Question

A glass sphere of radius $\text{R=10cm}$ is kept inside water. A point object O is displaced at $\text{20cm}$ from A as shown in figure. Find the position and nature of the image from the other side.
${{\mu }_{g}}=\dfrac{3}{2}and{{\mu }_{w}}=\dfrac{4}{3}$

Answer 1

Hint: The light ray coming from the point O will be refracted twice.
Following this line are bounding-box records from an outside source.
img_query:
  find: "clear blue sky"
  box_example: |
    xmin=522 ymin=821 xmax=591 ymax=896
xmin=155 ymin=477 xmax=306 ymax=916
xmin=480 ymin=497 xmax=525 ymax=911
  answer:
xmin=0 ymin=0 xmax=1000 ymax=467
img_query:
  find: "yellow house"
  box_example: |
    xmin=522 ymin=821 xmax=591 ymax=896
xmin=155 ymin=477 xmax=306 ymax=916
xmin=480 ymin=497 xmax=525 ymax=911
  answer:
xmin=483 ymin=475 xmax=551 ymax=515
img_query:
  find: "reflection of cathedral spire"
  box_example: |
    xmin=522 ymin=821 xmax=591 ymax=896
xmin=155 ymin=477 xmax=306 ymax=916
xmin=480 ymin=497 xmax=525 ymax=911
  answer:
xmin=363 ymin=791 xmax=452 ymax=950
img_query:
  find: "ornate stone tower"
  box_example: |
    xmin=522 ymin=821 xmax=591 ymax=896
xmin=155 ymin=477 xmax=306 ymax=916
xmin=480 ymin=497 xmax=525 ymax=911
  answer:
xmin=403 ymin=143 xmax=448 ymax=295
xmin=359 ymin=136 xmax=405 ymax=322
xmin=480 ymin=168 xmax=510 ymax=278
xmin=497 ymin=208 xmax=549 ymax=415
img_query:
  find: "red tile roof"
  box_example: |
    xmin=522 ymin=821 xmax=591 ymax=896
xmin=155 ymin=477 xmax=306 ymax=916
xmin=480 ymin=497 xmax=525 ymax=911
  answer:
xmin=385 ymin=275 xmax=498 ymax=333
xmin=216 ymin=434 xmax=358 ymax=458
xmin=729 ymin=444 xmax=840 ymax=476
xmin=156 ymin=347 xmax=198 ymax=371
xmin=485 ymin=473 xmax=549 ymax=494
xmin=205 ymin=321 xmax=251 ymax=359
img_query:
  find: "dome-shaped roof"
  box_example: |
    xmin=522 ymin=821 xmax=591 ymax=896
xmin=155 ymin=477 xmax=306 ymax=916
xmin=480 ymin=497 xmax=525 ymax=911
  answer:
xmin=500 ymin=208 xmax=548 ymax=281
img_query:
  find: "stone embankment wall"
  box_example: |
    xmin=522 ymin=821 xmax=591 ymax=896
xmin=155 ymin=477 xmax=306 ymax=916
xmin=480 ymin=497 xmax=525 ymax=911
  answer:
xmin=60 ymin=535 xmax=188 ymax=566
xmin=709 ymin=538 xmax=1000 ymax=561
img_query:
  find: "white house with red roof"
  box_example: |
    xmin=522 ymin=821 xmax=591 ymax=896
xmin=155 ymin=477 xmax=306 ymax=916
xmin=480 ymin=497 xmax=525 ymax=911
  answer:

The students can use the formula for refraction from a surface associated with the object distance and the image distance, so as to find the final position of the image formed.

Complete step-by-step answer:
If $\text{u}$is taken as the object distance and $\text{v }$is the image distance, and $\text{R}$ is the radius of curvature, then we can write as,
$\begin{align}
  & \dfrac{{{\mu }_{g}}}{v}-\dfrac{{{\mu }_{r}}}{u}=\dfrac{{{\mu }_{g}}-{{\mu }_{r}}}{R} \\
 & \Rightarrow \dfrac{3}{2v}-\dfrac{4}{3u}=\dfrac{\dfrac{3}{2}-\dfrac{4}{3}}{R} \\
 & \Rightarrow \dfrac{3}{2v}-\dfrac{4}{3u}=\dfrac{1}{6R} \\
\end{align}$
Now according to the given question, for the first refracting surface,
$u=-20cm\text{ and }v=+10cm\text{ and }R=+10cm$
Therefore, the above equation will give us the result as,
$\begin{align}
  & \dfrac{3}{2v}-\dfrac{4}{3u}=\dfrac{1}{6R} \\
 & \Rightarrow \dfrac{3}{2v}-\dfrac{4}{3(-20)}=\dfrac{1}{6(10)} \\
 & \Rightarrow v=-30cm \\
 & \\
\end{align}$
That is, the image formed is virtual.
Therefore, the new object distance for the second refracting surface will be
$\begin{align}
  & u=(-20-30) \\
 & \Rightarrow u=-50cm \\
\end{align}$
Again let us use the same formula in order to determine the final position of the image.
$u=-50cm\text{ and }v=-10cm\text{ and }R=-10cm$
Therefore, we get from the formula,
$\begin{align}
  & \dfrac{4}{3v}-\dfrac{3}{2(-50)}=\dfrac{1}{60} \\
 & \Rightarrow \dfrac{4}{3v}+\dfrac{3}{100}=\dfrac{1}{60} \\
 & \Rightarrow v=-100cm \\
\end{align}$
As the position of the final image has a negative sign , it means that the image formed will be virtual.
Therefore from the above calculations, we can conclude that the final image formed by the refracting surface will be virtual and it will be formed at a distance of 100cm from the surface.

Additional information:
The Refractive Index of a material is a dimensionless quantity which gives us a measure of how fast light travels in a particular medium. Refractive index of a medium also determines how much the path of light is bent, or refracted, when entering a material.

Note: Students must be careful while taking the signs of the position of the object and the image from the refracting surface. The radius of curvature in the first case was positive because the light rays were hitting the convex surface, but in the second case, they were hitting the concave surface.